Lo que más sorprende del film es el excelente trabajo de dirección por parte de Sánchez Arévalo, el cual se permite ciertos lujos visuales en lo que respecta a la elaborada puesta en escena. Y digo elbaorada, porque 'Azuloscurocasinegro' tiene uno de los looks visuales más interesantes y mejor realizados de los últimos años en lo que respecta al cine español. Por una vez, alguien no utiliza el formato scope porque sí, y por una vez alguien sabe cómo componer un plano, sabiendo perfectamente dónde tiene que ir cada personaje y que todo tenga un sentido narrativo y expresivo, y no porque quede bonito. Al respecto citar el montaje paralelo de dos parejas en un instante de confesiones crucial. Una escena extraordinaria que para un servidor es el mejor momento de la película.

Por otro lado, Arévalo realiza un guión con muchas de las constantes vistas en nuestro cine patrio, pero sin irse por las ramas, alejado de trascendentalismos baratos, y logrando que estemos ante una historia totalmente creíble con la que se disfruta de principio a fin.

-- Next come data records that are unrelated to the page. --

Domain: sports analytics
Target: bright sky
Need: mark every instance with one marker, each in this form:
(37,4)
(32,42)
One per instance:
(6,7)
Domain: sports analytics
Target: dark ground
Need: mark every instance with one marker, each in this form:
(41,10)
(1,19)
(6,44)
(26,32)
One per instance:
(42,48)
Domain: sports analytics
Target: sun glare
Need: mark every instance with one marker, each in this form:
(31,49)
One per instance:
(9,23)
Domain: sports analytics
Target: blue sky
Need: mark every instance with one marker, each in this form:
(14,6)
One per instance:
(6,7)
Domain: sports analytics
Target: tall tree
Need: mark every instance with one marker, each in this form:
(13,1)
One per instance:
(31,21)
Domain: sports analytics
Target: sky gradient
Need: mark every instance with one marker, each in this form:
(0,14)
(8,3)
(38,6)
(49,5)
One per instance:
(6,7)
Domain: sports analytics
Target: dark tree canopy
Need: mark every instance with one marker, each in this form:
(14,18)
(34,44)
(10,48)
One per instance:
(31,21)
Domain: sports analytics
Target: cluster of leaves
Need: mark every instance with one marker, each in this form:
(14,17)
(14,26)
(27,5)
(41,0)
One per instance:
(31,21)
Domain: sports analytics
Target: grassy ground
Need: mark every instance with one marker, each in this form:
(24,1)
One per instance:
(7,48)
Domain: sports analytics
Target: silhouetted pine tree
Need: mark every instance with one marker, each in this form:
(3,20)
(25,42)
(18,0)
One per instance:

Tal vez no esté todo lo bien rematada que debiera, pero desde luego el espectador la sigue con sumo interés. No obstante, y como he dicho, la película no está bien terminada. Su tramo final es un pelín precipitado, hay una repetición de esquema, y aunque parece que todo ha avanzado, existe una sensación de reiteración, y uno se queda un poco como vacío, a la espera de más. Es curioso que el director no haya tenido tiempo, o no haya querido atar bien ciertos cabos del film, considerados importantes, como algunas de las relaciones de los personajes, y sin embargo haya sido capaz de lograr pequeños detalles argumentales, expuestos visualmente de forma espléndida en un solo plano. Al respecto citar la ausencia del personaje principal en su graduación, que Arévalo filma con dicho personaje mirando un escaparate y un leve movimiento de cabeza. Sencillamente prodigioso. En la película abundan detalles de ese tipo que le dan un toque de originalidad y la diferencian del grueso de nuestra cinematografía. Vamos, que si otros fueran como Daniel Sánchez Arévalo, otro gallo cantaría con nuestras películas.

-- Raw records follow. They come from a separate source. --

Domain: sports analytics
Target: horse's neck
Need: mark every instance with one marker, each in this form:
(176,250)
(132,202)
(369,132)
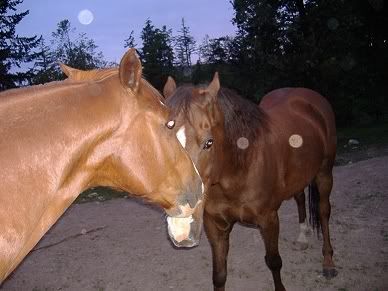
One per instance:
(47,158)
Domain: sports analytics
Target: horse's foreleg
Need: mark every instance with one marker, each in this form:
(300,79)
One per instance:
(269,228)
(324,181)
(300,200)
(217,232)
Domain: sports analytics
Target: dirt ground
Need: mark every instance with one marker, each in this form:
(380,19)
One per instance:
(122,244)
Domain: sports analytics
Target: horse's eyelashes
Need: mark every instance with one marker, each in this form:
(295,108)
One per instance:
(170,124)
(208,144)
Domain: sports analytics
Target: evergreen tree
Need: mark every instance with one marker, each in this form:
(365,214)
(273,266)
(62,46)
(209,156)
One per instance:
(157,54)
(185,46)
(44,69)
(130,41)
(15,51)
(79,52)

Otro de sus puentos fuertes son todas sus interpretaciones, con unos actores que se ve, han disfrutado de lo lindo componiendo unos personajes, todos interesantes. Quim Gutiérrez, en el personaje principal, está bastante bien, moviéndose entre la dureza y la fragilidad de forma muy creíble. Marta Etura, la maravillosa Marta, en el que probablemente sea el mejor papel de su carrera, con un personaje femenino en principio un poco enigmático y que poco a poco se va conviertiendo en un punto de inflexión para el protagonsita. Antonio de la Torre está fantásico como el hermano del protagonista, un personaje en el que se podrían haber cargado más las tintas, y afortunadamente el actor no lo hace. Y Raúl Arévalo que cierra el cuarteto protagonista, como el mejor amigo del personaje central, el que dota al film de los pocos detalles humorísticos que posee, con un personaje que está bien definido en sí mismo, pero hay cierto error de tratamiento en lo que respecta a la relación con su propio padre, con el que nunca se ha entendido bien, y que no está del todo bien explicado.

Una buena película que nos reconcilia con el siempre preocupante estado del cine español, pero que cuando se ven obras como ésta, se vislumbra una rayo de esperanza en el horizonte. Ahora a esperar que Arévalo realice su segundo trabajo, y que perfecciones más los guiones, porque como director se ha lucido el chaval. A seguir así.